The Life and Death of Marina Abramovic
This past weekend marked the end of the Manchester International Festival, a biennial, artist-led event that has, in the past, played host to artists like Matthew Barney and Olafur Eliasson, among others. This year performance artist extraordinaire, Marina Abramović, took to the stage for a run of six theatrical performances of “The Life and Death of Marina Abramović.”
Directed by Robert Wilson and co-starring Willem Dafoe (who couldn’t be a more perfect choice for the part of the psycho-creep he seems to play, at least that’s what I made of his crazy pants-look in the YouTube teaser), Abramović’s play is biographical up until her imagined death, and includes some not-so-precious childhood memories, like the time she flung herself off of her parents’ bed in an attempt to break her nose so she could have it fixed to look like Brigitte Bardot’s. Instead, she cut her cheek and was scolded by her mother with a slap on the face. Abramović took on the role of her mother in the play, which sounds like an act of cathartic revenge straight from the psychiatrist’s couch.

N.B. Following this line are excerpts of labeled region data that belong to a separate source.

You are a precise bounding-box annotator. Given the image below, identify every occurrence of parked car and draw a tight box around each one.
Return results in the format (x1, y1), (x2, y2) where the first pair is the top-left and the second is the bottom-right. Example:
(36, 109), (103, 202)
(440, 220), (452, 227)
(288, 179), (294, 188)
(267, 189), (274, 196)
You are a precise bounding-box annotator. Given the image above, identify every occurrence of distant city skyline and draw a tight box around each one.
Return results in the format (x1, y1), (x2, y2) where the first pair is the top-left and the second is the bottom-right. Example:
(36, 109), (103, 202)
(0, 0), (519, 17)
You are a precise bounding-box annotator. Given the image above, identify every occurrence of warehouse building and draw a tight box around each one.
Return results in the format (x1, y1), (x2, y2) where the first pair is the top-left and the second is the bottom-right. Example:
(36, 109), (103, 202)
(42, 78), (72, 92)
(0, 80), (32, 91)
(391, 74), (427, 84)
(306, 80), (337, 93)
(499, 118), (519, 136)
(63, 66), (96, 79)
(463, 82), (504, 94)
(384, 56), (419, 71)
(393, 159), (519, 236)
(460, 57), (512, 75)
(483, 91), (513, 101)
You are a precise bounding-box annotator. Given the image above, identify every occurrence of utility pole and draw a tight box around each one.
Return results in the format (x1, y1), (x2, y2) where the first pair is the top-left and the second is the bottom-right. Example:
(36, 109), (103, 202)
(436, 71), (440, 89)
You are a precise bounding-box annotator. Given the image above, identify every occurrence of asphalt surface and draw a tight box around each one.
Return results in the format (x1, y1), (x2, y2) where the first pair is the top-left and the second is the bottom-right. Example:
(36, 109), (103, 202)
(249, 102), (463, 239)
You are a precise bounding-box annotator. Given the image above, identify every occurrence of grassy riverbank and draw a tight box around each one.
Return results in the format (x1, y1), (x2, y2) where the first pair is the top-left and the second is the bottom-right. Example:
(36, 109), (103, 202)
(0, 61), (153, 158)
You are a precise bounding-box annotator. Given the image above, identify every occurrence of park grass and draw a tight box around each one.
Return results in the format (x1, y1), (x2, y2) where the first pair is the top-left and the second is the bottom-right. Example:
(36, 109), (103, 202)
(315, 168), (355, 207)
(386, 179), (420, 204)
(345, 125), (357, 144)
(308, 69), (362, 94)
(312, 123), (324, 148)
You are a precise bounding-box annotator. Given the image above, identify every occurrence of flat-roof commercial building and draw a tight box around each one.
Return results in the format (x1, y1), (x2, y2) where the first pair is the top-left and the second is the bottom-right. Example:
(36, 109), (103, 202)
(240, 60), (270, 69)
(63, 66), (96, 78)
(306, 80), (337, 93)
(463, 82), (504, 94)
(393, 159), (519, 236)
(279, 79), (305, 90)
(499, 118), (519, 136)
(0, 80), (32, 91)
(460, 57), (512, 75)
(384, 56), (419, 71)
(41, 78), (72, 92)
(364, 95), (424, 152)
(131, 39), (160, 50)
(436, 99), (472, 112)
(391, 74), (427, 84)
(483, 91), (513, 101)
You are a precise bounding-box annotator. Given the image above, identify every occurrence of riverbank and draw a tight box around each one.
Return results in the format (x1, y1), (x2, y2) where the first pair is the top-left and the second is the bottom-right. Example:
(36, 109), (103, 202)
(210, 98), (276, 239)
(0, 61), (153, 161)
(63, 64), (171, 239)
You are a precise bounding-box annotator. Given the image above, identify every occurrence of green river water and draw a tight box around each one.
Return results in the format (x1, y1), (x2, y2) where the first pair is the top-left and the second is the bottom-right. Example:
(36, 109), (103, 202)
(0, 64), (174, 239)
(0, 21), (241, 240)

Abramović said that she chose the context of a theatrical performance for this piece instead of her typical, intimate gallery space affairs because it gave her the necessary distance from her real life required for the project. That’s kind of a surprising comment from someone who has nearly suffocated in a five-pointed star filled with ignited gasoline and sliced up her belly with a razor blade – all in front of an audience. If any woman can be said to have balls, it’s Marina Abramović, yet it goes to show that some things are too personal, even for her.